The model training apparatus 300 according to the embodiment of the present application has been described in the foregoing method embodiment, and for brevity, reference may be made to the corresponding contents of the method embodiment where the apparatus embodiment is not mentioned.
Fig. 4 shows a possible structure of an electronic device 400 according to an embodiment of the application. Referring to fig. 4, an electronic device 400 includes: processor 410, memory 420, and communication interface 430, which are interconnected and communicate with each other by a communication bus 440 and/or other forms of connection mechanisms (not shown).
The Memory 420 includes one or more (Only one is shown in the figure), which may be, but is not limited to, a random access Memory (Random Access Memory, abbreviated as RAM), a Read Only Memory (ROM), a programmable Read Only Memory (Programmable Read-Only Memory, abbreviated as PROM), an erasable programmable Read Only Memory (Erasable Programmable Read-Only Memory, abbreviated as EPROM), an electrically erasable programmable Read Only Memory (Electric Erasable Programmable Read-Only Memory, abbreviated as EEPROM), and the like. The processor 410, as well as other possible components, may access, read, and/or write data from, the memory 420.
The processor 410 includes one or more (only one shown) which may be an integrated circuit chip having signal processing capabilities. The processor 410 may be a general-purpose processor, including a central processing unit (Central Processing Unit, CPU), a micro control unit (Micro Controller Unit, MCU), a network processor (Network Processor, NP), or other conventional processor; but may also be a special purpose Processor including a graphics Processor (Graphics Processing Unit, GPU), a digital signal Processor (DIGITAL SIGNAL Processor, DSP), application SPECIFIC INTEGRATED Circuits (ASIC), field programmable gate array (Field Programmable GATE ARRAY, FPGA) or other programmable logic device, discrete gate or transistor logic device, discrete hardware components. Also, when the processor 410 is plural, some of them may be general-purpose processors, and another may be special-purpose processors.
Communication interface 430 includes one or more (only one shown) that may be used to communicate directly or indirectly with other devices for data interaction. Communication interface 430 may include an interface for wired and/or wireless communication.
One or more computer program instructions may be stored in memory 420 that may be read and executed by processor 410 to implement the model training methods provided by embodiments of the present application, as well as other desired functions.

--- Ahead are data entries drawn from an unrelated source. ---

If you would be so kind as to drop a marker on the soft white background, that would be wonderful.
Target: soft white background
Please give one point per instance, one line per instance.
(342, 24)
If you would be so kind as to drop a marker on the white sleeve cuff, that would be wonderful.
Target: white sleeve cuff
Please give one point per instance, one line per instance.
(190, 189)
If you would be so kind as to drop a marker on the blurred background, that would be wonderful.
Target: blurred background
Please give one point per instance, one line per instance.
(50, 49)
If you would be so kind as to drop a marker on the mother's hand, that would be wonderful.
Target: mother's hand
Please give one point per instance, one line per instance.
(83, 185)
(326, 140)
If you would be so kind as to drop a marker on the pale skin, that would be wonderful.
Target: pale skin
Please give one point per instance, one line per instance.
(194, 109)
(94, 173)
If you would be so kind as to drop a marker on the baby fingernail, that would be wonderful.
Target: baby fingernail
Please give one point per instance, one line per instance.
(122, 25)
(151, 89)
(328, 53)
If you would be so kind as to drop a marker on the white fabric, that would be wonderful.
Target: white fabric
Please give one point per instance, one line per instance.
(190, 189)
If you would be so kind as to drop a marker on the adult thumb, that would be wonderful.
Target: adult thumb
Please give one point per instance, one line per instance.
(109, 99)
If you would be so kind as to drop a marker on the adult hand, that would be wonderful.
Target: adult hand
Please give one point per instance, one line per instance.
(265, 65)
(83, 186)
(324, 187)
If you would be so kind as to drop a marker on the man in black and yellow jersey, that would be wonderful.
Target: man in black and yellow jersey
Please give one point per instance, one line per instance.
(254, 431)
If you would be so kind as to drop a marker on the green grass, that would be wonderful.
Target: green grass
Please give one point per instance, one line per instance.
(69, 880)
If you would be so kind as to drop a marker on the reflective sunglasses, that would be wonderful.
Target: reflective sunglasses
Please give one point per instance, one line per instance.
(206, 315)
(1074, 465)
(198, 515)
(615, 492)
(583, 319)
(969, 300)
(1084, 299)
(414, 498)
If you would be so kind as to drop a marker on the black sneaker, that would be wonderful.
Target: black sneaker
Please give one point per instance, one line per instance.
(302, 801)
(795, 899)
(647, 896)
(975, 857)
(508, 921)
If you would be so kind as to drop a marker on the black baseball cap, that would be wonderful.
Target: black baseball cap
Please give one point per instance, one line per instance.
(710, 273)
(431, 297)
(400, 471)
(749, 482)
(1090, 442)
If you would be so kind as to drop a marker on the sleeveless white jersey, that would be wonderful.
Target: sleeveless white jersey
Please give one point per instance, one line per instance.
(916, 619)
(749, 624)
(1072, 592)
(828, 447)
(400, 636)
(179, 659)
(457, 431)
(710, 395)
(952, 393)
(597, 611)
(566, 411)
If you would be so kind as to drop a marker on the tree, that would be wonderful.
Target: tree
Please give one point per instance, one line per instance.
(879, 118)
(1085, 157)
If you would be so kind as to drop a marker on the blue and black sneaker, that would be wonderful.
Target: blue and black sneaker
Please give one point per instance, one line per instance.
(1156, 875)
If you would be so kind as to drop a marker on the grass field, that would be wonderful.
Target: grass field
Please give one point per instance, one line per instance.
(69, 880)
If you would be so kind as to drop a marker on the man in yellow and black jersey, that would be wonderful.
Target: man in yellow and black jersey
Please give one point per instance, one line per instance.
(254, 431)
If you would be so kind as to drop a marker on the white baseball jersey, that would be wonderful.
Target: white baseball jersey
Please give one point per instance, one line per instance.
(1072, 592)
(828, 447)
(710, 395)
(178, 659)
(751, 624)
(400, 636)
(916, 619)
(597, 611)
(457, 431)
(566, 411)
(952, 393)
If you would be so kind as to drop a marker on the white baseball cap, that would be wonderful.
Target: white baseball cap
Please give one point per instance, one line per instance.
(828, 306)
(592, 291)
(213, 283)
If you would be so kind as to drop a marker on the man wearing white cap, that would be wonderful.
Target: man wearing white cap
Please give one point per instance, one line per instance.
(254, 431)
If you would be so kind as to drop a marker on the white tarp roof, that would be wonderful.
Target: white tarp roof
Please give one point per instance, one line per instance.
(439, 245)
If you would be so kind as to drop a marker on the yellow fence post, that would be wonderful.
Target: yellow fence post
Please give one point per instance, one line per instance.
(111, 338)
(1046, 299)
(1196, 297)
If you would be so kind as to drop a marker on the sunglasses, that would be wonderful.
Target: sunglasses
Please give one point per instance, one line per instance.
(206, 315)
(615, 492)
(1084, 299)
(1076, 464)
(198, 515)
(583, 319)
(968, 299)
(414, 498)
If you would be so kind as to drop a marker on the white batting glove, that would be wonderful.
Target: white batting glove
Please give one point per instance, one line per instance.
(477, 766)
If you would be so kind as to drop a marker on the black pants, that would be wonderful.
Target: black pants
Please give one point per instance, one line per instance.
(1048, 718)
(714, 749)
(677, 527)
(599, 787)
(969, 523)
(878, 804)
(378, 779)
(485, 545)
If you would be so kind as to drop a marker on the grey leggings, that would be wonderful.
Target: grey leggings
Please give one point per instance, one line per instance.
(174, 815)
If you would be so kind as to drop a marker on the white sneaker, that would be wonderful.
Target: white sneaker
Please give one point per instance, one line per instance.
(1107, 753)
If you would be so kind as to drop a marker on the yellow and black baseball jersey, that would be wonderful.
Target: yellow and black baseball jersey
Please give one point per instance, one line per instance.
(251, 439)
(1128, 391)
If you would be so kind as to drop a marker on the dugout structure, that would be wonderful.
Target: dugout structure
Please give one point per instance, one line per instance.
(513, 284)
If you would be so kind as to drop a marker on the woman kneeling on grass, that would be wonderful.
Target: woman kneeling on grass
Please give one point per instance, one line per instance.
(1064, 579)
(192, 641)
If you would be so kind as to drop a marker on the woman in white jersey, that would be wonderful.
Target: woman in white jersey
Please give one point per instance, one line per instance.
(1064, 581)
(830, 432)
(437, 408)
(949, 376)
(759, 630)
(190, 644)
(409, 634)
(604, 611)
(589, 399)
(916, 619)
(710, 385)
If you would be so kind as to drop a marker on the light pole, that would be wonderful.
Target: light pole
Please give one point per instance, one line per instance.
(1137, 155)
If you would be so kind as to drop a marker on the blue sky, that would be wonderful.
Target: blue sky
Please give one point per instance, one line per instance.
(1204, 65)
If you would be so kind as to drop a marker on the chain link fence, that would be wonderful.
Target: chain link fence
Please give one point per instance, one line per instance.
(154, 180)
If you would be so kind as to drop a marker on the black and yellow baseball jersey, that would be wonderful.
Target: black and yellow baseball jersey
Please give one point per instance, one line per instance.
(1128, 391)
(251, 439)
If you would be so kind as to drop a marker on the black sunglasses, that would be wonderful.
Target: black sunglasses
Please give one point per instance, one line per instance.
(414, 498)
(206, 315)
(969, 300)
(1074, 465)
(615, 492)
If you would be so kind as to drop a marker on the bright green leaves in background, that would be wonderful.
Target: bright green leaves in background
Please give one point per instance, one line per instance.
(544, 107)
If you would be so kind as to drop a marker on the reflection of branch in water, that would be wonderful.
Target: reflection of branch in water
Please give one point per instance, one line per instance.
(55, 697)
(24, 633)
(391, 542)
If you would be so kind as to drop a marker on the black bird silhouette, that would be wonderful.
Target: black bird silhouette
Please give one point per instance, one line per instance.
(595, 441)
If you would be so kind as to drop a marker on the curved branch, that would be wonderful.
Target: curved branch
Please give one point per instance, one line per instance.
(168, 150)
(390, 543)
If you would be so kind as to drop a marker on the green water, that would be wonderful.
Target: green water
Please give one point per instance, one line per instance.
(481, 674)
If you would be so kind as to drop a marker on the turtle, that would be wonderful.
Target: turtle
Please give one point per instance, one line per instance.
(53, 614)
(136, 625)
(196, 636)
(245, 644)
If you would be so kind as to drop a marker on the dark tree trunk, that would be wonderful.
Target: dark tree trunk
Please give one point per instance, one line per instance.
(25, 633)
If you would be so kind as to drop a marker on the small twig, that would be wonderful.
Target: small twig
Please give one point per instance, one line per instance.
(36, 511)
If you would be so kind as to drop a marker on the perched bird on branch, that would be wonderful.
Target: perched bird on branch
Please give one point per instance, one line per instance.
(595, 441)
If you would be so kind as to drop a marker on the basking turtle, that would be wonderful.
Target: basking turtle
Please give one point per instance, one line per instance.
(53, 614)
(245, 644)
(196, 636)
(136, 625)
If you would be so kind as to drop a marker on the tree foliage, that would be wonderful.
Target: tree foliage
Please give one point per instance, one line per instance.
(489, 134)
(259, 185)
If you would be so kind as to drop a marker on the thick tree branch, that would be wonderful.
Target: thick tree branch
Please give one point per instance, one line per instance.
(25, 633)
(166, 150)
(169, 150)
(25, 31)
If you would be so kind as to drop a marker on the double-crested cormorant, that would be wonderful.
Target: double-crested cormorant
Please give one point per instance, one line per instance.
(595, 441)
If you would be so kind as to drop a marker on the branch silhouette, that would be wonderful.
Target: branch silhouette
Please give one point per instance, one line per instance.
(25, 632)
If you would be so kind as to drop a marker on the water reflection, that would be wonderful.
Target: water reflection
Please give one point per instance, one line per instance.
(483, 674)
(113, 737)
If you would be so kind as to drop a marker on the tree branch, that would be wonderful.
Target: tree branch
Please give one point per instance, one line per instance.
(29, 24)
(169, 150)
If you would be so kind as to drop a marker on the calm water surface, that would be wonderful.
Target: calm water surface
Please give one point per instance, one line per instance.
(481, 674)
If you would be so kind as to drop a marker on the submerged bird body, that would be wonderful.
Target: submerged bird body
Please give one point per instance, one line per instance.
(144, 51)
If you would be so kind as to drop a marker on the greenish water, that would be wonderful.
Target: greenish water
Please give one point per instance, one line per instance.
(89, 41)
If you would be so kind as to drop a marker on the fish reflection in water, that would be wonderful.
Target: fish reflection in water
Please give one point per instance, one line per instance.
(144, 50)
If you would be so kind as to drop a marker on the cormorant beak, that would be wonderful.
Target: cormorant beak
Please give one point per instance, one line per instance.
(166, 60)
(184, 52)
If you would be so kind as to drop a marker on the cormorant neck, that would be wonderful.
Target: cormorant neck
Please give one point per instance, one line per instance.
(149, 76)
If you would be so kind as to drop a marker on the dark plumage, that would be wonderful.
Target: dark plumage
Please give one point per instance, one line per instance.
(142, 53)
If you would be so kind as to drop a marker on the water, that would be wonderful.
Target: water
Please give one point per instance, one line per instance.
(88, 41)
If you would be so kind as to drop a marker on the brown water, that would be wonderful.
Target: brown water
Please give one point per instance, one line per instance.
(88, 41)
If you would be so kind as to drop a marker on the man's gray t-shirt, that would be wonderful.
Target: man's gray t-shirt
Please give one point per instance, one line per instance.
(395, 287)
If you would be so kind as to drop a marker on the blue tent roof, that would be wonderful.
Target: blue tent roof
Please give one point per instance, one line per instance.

It is to be understood that the configuration shown in fig. 4 is merely illustrative, and that electronic device 400 may also include more or fewer components than shown in fig. 4, or have a different configuration than shown in fig. 4. The components shown in fig. 4 may be implemented in hardware, software, or a combination thereof. The electronic device 400 may be a physical device such as a PC, a notebook, a tablet, a cell phone, a server, an embedded device, etc., or may be a virtual device such as a virtual machine, a virtualized container, etc. The electronic device 400 is not limited to a single device, and may be a combination of a plurality of devices or a cluster of a large number of devices.
The embodiment of the application also provides a computer readable storage medium, and the computer readable storage medium stores computer program instructions which execute the model training method provided by the embodiment of the application when being read and run by a processor of a computer. For example, a computer-readable storage medium may be implemented as memory 420 in electronic device 400 in FIG. 4.
In the embodiments provided in the present application, it should be understood that the disclosed apparatus and method may be implemented in other manners. The above-described apparatus embodiments are merely illustrative, for example, the division of the units is merely a logical function division, and there may be other manners of division in actual implementation, and for example, multiple units or components may be combined or integrated into another system, or some features may be omitted, or not performed. Alternatively, the coupling or direct coupling or communication connection shown or discussed with each other may be through some communication interface, device or unit indirect coupling or communication connection, which may be in electrical, mechanical or other form.
Further, the units described as separate units may or may not be physically separate, and units displayed as units may or may not be physical units, may be located in one place, or may be distributed over a plurality of network units. Some or all of the units may be selected according to actual needs to achieve the purpose of the solution of this embodiment.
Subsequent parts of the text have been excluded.